The lipstick formulations were tested for permeability using vertical glass Franz diffusion cells (Electrolab Private Limited, India). The transparent jacketed cell with a flat bottom and a 5-mL receptor was used for the experiment. The release of KTZ was studied by employing a cellophane membrane (Sigma-Aldrich, 0.22 µm pore size). The mixture of deionized water and methanol was selected as receptor media which was filled in the receptor compartment and magnetically stirred at 600 rpm. The experiment was conducted at 32 ± 0.5 °C for 12 h involving withdrawing samples at 1-h interval and analyzed using a UV spectrophotometer at 220 nm [38, 39].

Stability study

The stability of lipstick was estimated at room temperature (25 °C), 40 °C, and 45 °C in the stability chamber for 4 weeks. Samples of the selected formulation were examined for their melting point, spreadability, breaking point, surface anomalies, drug content, and percentage drug release after 12 h after completion of the 1st, 2nd, and 4th week [40].

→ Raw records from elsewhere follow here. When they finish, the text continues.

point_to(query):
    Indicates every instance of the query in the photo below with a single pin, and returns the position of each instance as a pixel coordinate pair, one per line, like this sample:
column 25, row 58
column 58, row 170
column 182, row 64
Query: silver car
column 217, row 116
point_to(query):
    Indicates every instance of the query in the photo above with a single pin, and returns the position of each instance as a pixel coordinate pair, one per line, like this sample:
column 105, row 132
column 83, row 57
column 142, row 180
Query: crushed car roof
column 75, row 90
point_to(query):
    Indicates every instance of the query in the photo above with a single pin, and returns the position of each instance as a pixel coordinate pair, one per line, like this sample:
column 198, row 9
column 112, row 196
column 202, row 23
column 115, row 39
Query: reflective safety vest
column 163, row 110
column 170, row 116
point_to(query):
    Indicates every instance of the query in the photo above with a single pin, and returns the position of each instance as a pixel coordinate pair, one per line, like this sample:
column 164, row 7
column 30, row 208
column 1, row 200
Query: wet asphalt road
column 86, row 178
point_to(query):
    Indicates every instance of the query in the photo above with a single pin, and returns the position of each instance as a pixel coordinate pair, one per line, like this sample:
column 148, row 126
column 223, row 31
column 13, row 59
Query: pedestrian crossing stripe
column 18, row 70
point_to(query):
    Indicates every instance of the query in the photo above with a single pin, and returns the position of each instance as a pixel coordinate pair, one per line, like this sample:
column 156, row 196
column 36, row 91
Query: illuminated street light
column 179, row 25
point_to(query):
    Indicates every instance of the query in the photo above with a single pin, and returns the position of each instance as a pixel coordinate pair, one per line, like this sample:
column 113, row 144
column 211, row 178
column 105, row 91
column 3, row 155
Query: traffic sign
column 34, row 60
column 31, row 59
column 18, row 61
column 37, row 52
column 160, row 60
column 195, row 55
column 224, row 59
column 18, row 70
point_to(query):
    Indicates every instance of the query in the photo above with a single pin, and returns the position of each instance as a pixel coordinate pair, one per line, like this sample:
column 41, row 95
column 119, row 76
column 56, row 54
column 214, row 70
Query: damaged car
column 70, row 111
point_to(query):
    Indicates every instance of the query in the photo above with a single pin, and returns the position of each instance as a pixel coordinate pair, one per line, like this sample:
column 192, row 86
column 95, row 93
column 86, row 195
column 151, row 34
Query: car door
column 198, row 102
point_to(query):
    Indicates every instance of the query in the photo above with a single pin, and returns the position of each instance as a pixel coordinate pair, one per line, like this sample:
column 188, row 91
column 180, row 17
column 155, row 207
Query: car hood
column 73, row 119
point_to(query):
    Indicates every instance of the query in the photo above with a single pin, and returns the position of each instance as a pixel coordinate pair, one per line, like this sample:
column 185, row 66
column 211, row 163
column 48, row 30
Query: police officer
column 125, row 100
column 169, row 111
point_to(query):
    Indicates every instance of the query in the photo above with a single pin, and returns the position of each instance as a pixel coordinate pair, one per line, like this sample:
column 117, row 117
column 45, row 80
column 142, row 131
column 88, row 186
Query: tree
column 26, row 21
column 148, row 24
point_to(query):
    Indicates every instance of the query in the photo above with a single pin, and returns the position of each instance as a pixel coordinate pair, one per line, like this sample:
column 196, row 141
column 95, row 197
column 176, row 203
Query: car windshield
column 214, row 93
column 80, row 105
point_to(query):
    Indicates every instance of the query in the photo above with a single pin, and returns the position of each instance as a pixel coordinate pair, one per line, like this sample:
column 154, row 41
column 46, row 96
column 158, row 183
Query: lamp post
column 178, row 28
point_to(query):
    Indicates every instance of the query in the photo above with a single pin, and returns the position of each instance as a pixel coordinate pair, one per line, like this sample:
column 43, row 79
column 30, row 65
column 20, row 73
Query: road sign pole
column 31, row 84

In vitro antifungal activity

The antifungal activity of the formulation was studied using the cup-plate method. The dextrose agar media was dissolved in 100 mL of distilled water with the help of continuous stirring and heating. The solution was boiled for some time for effective dissolution, followed by maintaining pH at 5.5 and autoclaving at a temperature of 121 °C for 15 min. The media was poured into two sterile Petri plates in an aseptic area and the plates were set aside for solidification. After solidification, the Candida albicans were inoculated on the surface of media in both plates and small holes were created. In one of the plates, 1% w/v KTZ solution in ethanol was placed in the holes as a reference. The formulation was subjected to the holes of agar media in another plate and both plates were incubated for 24 h at a temperature of 25 °C. The plates were removed after 24 h, and the zone of inhibition was estimated in millimeters by utilizing a vernier caliper. The diameter of the zone of inhibition was recorded, and each measurement was performed in triplicate [41, 42].

Statistical analysis

Statistical analysis was performed using Design-Expert® 13, and one-way ANOVA was performed for the statistical comparisons. The analysis was done using statistical parameters such as multiple correlation coefficient (r2), adjusted multiple correlation coefficient (adjusted r2), coefficient of variation (C.V.), and lack of fit proven by Design-Expert software.